The best advice for how to take feedback from the code review is to separate yourself from what you’ve written. Seeing code objectively is challenging as the code author, but remember that critiques relate to a project and not your skills or potential. On the contrary, comments are to help you improve!
What are the most common problems?
To wrap up, let’s cover some of the most common problems that surface during a code review, so you can keep an eye out for what to avoid.
Of course, the biggest category of corrections will stem from challenges you faced with the learning material itself. Practicum’s course is designed to give you the skills you need for a junior-level position in just ten months — so every project will expand your skills.
But beyond that, the presentation of the code itself can be tricky for students to grasp. “An effective code review isn’t just about the technical details,” says Shelegina, “It’s also how you present your code. It’s a whole other skill.”
But remember — code review is there to help you learn. The more you learn from the feedback your reviewers give, the fewer mistakes you’ll make in the future!
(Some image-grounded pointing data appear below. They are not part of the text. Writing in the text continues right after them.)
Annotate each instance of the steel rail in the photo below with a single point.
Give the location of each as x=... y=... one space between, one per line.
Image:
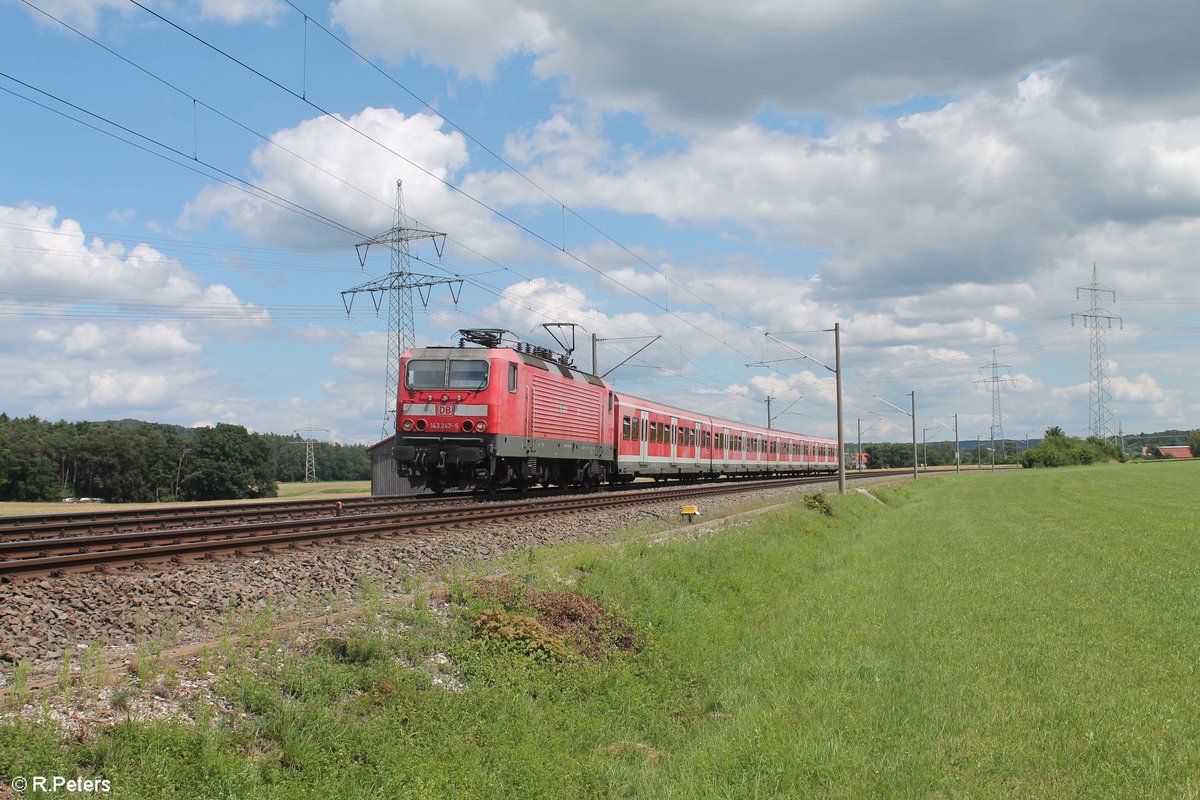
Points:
x=219 y=539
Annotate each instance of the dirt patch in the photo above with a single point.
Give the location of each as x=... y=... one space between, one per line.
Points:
x=576 y=620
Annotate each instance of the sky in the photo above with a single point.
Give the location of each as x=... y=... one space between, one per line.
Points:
x=183 y=184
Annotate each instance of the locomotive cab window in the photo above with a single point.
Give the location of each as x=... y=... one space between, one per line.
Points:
x=426 y=373
x=468 y=374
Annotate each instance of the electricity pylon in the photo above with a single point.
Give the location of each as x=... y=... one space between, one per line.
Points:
x=397 y=287
x=310 y=456
x=997 y=419
x=1099 y=401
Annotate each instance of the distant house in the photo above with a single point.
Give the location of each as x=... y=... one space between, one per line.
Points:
x=1171 y=451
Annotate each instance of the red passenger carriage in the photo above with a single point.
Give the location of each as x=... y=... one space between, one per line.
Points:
x=492 y=416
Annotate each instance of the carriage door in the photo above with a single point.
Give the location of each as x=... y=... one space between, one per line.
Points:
x=643 y=420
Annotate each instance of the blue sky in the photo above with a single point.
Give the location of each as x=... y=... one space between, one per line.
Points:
x=939 y=180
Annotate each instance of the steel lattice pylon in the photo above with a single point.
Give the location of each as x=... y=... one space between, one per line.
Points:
x=1099 y=401
x=397 y=287
x=997 y=419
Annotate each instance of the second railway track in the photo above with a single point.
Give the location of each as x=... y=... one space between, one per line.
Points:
x=49 y=554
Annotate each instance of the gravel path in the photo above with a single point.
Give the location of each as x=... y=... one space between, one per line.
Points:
x=189 y=602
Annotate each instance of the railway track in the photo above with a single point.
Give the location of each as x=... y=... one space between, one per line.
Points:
x=49 y=554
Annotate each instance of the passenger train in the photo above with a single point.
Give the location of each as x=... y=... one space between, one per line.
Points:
x=490 y=416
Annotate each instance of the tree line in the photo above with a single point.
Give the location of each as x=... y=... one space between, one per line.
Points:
x=145 y=462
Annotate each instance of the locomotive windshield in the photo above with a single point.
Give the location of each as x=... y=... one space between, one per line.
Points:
x=468 y=374
x=447 y=373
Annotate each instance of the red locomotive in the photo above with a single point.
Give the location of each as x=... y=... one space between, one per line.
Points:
x=495 y=416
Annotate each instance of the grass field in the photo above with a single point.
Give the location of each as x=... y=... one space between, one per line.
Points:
x=1019 y=635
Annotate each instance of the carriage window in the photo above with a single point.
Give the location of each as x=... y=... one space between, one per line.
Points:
x=426 y=373
x=468 y=374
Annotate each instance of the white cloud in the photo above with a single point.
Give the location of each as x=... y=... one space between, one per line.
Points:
x=49 y=262
x=706 y=60
x=1143 y=389
x=364 y=192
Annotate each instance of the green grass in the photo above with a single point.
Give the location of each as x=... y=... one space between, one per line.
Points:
x=299 y=491
x=1019 y=635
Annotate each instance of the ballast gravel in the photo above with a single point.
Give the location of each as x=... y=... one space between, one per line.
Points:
x=189 y=602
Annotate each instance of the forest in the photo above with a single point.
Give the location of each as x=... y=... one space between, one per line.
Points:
x=130 y=461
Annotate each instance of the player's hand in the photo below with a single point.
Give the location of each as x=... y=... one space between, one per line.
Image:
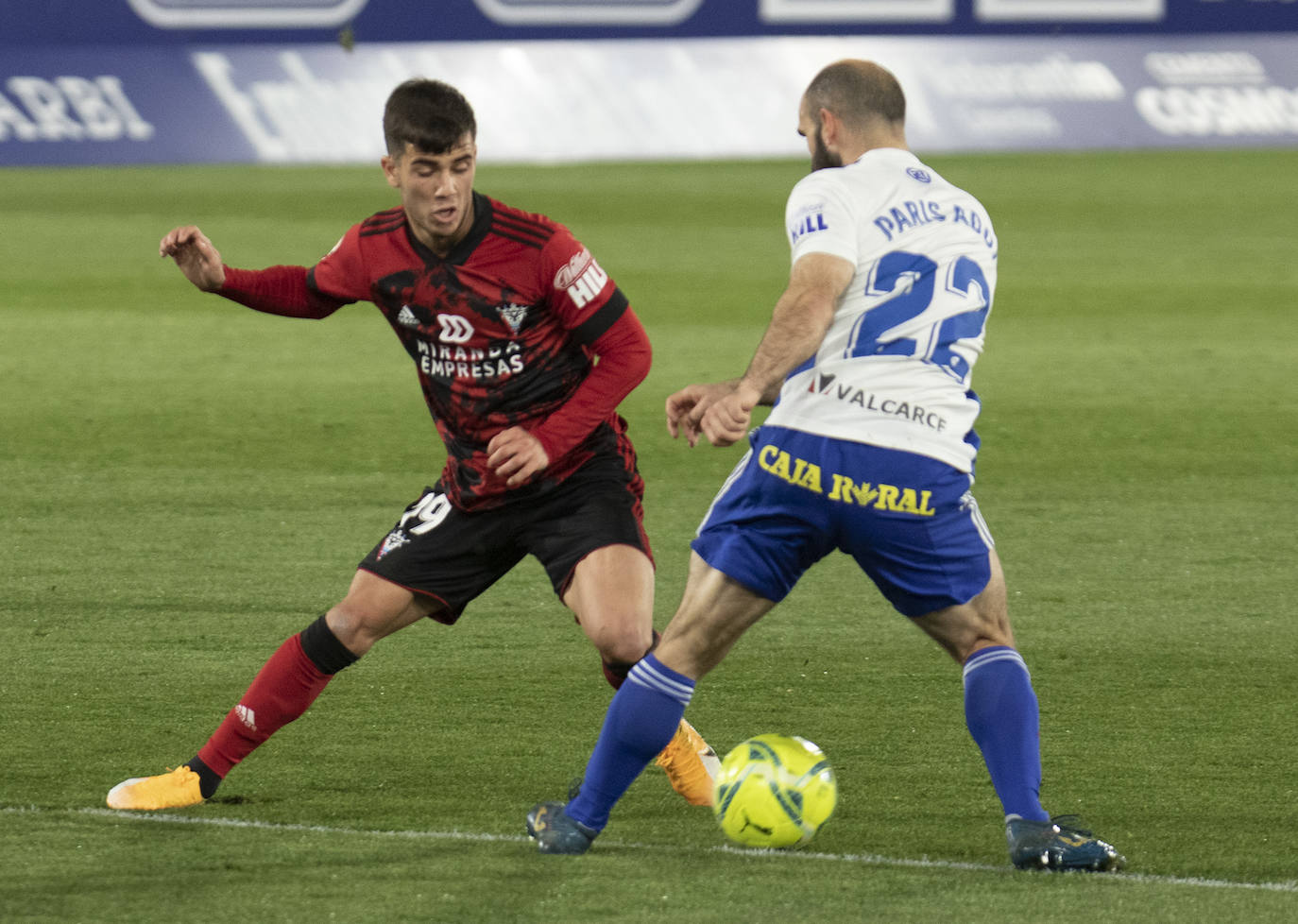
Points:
x=517 y=455
x=687 y=407
x=728 y=418
x=196 y=257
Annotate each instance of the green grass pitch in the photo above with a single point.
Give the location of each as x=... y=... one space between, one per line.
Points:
x=184 y=483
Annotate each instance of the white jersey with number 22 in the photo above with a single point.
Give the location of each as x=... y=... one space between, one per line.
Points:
x=893 y=368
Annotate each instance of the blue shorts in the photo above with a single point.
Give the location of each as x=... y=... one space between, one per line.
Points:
x=909 y=521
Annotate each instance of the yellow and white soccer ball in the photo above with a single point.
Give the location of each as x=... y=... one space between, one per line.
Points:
x=774 y=791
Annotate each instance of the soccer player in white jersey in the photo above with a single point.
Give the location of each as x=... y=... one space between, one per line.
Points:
x=868 y=449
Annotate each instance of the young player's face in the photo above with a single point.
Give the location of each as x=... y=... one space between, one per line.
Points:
x=436 y=191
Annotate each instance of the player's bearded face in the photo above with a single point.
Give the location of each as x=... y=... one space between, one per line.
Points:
x=821 y=156
x=436 y=191
x=811 y=128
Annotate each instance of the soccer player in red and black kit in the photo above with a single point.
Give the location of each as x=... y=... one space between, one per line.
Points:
x=504 y=315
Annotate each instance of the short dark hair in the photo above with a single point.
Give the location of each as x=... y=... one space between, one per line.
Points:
x=857 y=93
x=430 y=114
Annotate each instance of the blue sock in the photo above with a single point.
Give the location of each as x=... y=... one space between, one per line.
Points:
x=642 y=716
x=1001 y=712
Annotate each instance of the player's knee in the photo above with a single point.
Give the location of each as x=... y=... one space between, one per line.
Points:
x=621 y=642
x=356 y=628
A code review is an essential experience for any new programmer, and getting used to receiving and implementing feedback is valuable for anyone.
That’s why Practicum’s courses include a code review after each of their in-depth modules. You need to be prepared for a real-world career in development, and there’s no better way than to work with exercises modeled after what you’ll do on the job.
“In the work environment, you’re probably going to have code reviewers,” Shelegina says. And with Practicum’s courses, you get training in these soft skills that other programs often don’t teach.
Moreover, it's often these overlooked skills that will determine the success of your career. “Code reviews are essential,” ends Shelegina, “It’s a whole other part of this job.”